Everybody talks about all of the wonderful things that happen when you’re saving money and being responsible.   I know I do.   It’s true, good things do happen.    There’s really nothing like the feeling that you’re suddenly not living paycheck to paycheck.

But what about the other side of the coin?   What sucks about staying in the black?

1.  You have to make choices.   When you’re living on credit, you can buy a car, charge an expensive dinner every week, and go on vacation.   If you’re not spending real money, then who cares?   When you’re living for real, you have to prioritize.   Do you buy groceries or video games?   Do you buy sexy lingerie or a fancy dinner?   Braces or college?   You’re given a lot of choices, but you can only pick the ones you can actually afford.

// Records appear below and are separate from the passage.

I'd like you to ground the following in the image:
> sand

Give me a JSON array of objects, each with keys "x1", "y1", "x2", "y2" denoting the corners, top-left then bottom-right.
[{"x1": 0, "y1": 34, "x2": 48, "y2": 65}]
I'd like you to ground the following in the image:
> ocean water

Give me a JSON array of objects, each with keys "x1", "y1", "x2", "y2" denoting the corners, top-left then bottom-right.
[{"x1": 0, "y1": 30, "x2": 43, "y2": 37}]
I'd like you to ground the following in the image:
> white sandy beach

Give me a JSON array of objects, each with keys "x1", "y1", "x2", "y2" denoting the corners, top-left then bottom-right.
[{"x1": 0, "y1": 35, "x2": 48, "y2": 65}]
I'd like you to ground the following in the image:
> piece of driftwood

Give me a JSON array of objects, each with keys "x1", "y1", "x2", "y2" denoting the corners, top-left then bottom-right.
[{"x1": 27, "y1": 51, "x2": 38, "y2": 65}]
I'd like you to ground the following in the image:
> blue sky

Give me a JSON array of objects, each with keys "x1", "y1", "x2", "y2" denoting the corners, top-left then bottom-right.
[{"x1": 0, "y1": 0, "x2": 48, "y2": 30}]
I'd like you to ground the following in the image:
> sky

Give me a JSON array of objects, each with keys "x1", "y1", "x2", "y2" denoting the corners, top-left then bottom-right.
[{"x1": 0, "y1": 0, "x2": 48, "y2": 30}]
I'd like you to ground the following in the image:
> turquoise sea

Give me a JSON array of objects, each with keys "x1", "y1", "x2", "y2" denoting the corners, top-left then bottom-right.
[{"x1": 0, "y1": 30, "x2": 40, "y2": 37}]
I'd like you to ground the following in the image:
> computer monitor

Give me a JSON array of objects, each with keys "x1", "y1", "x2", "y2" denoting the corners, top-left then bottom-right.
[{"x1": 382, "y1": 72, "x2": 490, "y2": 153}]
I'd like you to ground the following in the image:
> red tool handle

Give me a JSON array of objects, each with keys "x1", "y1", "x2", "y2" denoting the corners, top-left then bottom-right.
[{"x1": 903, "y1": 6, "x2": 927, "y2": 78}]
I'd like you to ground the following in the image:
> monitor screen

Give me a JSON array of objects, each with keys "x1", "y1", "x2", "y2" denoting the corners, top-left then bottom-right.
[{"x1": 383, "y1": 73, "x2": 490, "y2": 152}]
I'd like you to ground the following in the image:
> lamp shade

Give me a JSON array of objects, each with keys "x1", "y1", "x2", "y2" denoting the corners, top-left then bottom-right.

2.   You’re no longer the Joneses other people are trying to keep up with.   The guy down the street, with the fancy car, big screen TV, and artificially perfect noses on his teenagers?  You’re not him, anymore, but that’s okay, because he’s financing his lifestyle 9.9% at a time.  Yes, a bit of incoming envy can give you a warm, tingly feeling, but it doesn’t put food on the table.

3.  It’s boring.   Taking a trip in a fast car and picking up an entourage for a 10-day party is fun.   Balancing your checkbook and spending 6 months saving up for your kid’s braces is not.   If you’ve been living like a rockstar, rolling back to a responsible standard of living is going to come as a shock, but it’s better than suddenly running out of money and having your world come crashing down around you.

Being responsible comes with a lot of downside, but it’s all superficial.   The benefits are real, and long-lasting.  What’s the worst thing you’ve had to deal with by being responsible?